In my nearly four years at Boston University I have never seen the University Administration issue an early dismissal. Perhaps this has something to do with paying staff a full day for half a day of work?
The Nor’ Easter affecting New England this Thursday immobilized the Boston area and created extreme road conditions throughout the Greater Boston Area. Closing a Business or a University in inclement weather is never an easy decision, but it is a decision, that when made, should err on the side of caution.
Boston is in New England. And as many love to point out, New England is prone to snow. Many expect that New Englanders are used to snow storms and fully capable of driving in them. However the Thursday afternoon Nor’ Easter that moved through the area was unique for several reasons;
- The Rain/Snow/Ice Line was right in the Boston Area, this means that snow totals are unpredictable and that any frozen precipitation will likely turn to ice or slush. As opposed to a straight snowstorm, these conditions are extremely difficult to clean up and result in treacherous travel.
- The storm came with high winds and during the bulk of Thursday classes meaning that thousands of students, faculty, and administrators were commuting into class. This presents difficulties to city and university facilities workers as it is more difficult to clear walkways and roads with thousands of people walking on them and hundreds of cars driving through rush-hour traffic.
- Snow rates were so intense that roads quickly went from being wet to icy and impassable.
Moreover, BU failed in its communication regarding the storm, choosing to primarily disseminate information over BU Today.

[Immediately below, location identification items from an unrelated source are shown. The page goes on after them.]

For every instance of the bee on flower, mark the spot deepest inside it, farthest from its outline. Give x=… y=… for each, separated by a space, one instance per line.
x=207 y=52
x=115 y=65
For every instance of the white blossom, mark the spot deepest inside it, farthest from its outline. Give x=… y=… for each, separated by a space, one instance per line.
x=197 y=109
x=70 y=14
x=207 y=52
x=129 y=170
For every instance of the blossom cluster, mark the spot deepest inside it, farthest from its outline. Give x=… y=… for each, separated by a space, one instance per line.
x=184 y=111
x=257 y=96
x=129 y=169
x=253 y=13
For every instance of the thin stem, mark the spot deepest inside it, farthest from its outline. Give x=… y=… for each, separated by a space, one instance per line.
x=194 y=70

Like other students, I did not receive a single emergency email about the weather. The BU today article announcing the continuing of a normal campus schedule (http://www.bu.edu/today/2014/bu-to-follow-normal-schedule-on-thursday/#comments) listed just a dozen comments by 9 am this morning. By 4pm there were over 140 mostly furious comments.

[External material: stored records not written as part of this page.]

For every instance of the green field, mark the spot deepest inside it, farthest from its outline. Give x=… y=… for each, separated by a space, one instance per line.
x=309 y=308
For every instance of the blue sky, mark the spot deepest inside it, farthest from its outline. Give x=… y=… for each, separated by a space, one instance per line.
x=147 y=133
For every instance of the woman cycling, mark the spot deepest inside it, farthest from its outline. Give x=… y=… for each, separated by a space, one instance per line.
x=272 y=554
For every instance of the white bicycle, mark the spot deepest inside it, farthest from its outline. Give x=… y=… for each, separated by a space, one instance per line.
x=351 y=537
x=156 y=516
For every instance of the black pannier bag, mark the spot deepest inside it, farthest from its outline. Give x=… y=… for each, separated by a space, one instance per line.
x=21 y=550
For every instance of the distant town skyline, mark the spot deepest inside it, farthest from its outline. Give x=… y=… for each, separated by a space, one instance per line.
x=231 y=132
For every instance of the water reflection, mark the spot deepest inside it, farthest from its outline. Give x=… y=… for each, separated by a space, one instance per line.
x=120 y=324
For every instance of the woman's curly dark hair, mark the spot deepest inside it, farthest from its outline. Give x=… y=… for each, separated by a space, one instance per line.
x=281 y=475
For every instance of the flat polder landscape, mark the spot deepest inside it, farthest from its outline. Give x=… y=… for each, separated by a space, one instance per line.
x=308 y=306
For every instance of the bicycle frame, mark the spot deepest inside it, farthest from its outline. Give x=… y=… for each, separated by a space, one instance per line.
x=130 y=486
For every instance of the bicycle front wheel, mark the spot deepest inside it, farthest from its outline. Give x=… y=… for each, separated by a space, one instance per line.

Many were commuters demanding a school cancellation, or at the least a suspension of evening classes that are characterized by a large volume of non-traditional and commuting students.
BU is not just made up of students worried about getting to class safely (which is a valid concern), but there are MANY faculty and staff position (outside of professors) who commute into work, like myself. Every time BU does not close in this weather, I have to decide whether to risk my safety and commute in, or use a vacation day. I am now out of vacation days. BU should really consider its entire population before deciding not to close – and should provide some option to those staff who commute so that we do not have to waste our hard earned vacation days just so we can stay safe in this weather. I passed MANY accidents on my way to work this morning. I could easily have been one of them. –Anonymous Poster
Other commentators raged against BU’s statement that they would monitor the conditions throughout the day;
Does any with power at BU even read this? Did management go to sleep after making it’s tough decision this morning? I personally would like more information about the reasons why school is closed today, what factors came into play? When did the danger to student’s safety considered not great enough to close school for a day, or even half a day? I’d rather they cancel classes but I’d be happier if they could at least explain themselves. –Anonymous
I hope the administrators can see through their window how bad it is getting. It is not safe for my child to drive to or from school for an afternoon class. –Concerned Parent
Professors, students, and parents all expressed their dismay and the lack of information from the University definitely did not help. The only University official to address comments, other than the BU Today staff, was a representative from Disabilities Services responding to a student’s comment that their disability rendered them unable to get to their class this morning.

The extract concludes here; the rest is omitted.